PureInsight | December 10, 2001
This morning as I was doing the exercises, I listened to Teacher’s instructions for Exercise #3: “Jinghua Benti (Purify the body), Fakai Dingdi (The Fa unlocks the top and bottom energy passages), Xinci Yimeng (The heart is benevolent and the will is strong), Tongtian Chedi (Reach the zenith of heaven and the nadir of earth).” I experienced the power of “the heart is benevolent and the will is strong,” and I really felt that I had reached “the zenith of heaven and the nadir of earth.”
I realized that I should always maintain a heart of benevolence, and at the same time, I should work diligently. I have often not had enough compassion toward fellow practitioners when I thought the state of my cultivation was quite good. When I've seen the shortcomings of other practitioners, I haven’t been able to tell them with kindness from the heart, but with the energy of ill feelings; this has caused them to feel pressure. This approach has neither solved the problem of our work nor helped them to make progress.

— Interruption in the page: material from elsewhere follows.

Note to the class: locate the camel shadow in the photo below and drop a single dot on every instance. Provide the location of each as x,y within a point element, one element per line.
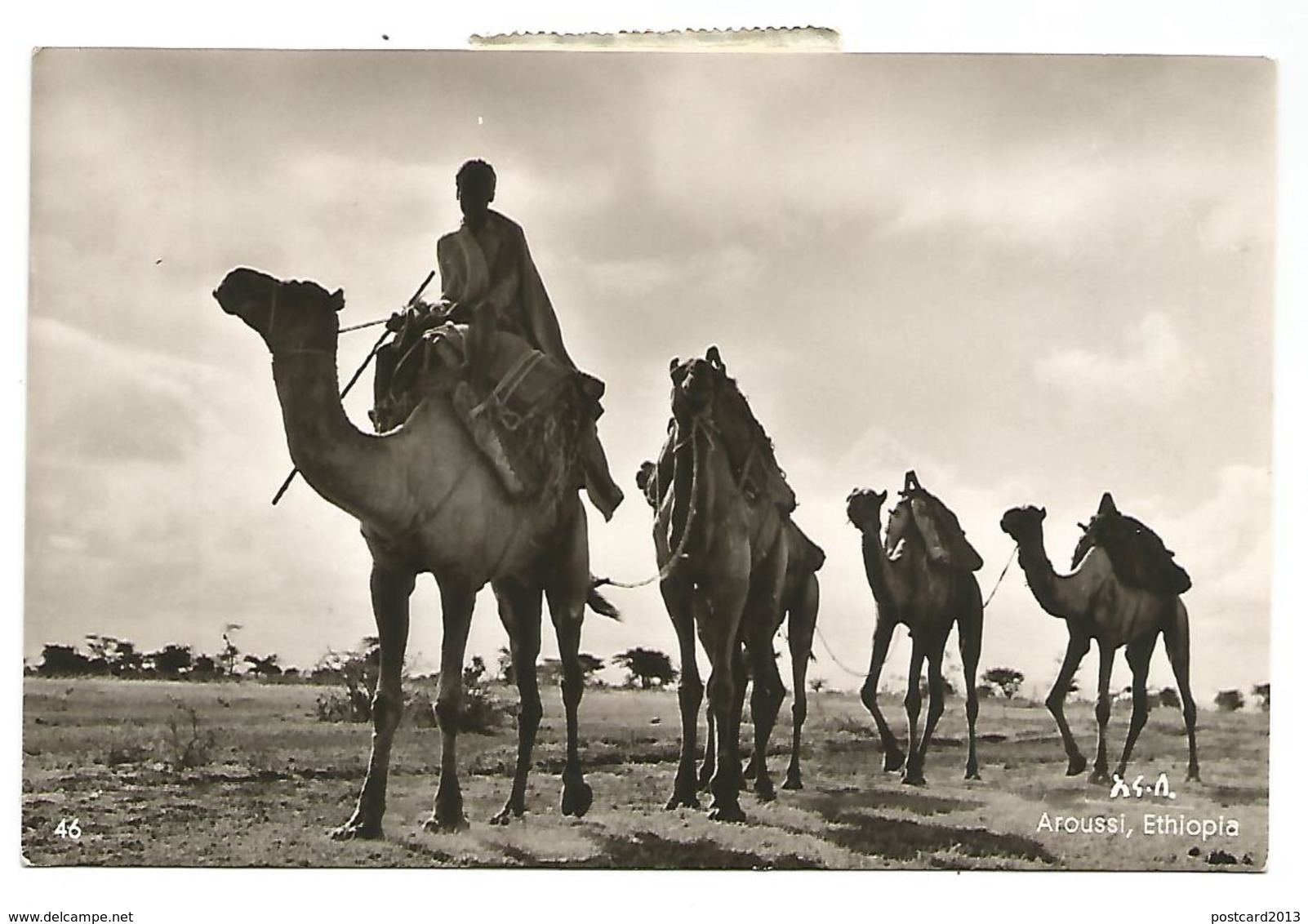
<point>645,850</point>
<point>860,828</point>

I was only in the state of “the heart is benevolent” when I was not very diligent with my own cultivation. Actually, it is not genuine benevolence. Instead, it is simply tolerating unrighteousness while my own state of cultivation is not good. Most of the time, it was because I did not do well and felt guilty, so I was afraid of exposing unrighteousness by asking fellow practitioners to help me remove it altogether.
We also should follow the guidelines of “the heart is benevolent and the will is strong” towards ordinary people. We should maintain a heart of benevolence and consider the guidelines when doing anything, so as to break ordinary people's human notions with wisdom. At the same time, we should not accommodate their distorted notions. I don’t think that we should accept ordinary people’s deviated notions in order to leave them with a good impression of Dafa. If we do, then what they truly agreed with was not Dafa, but their own deviated notions.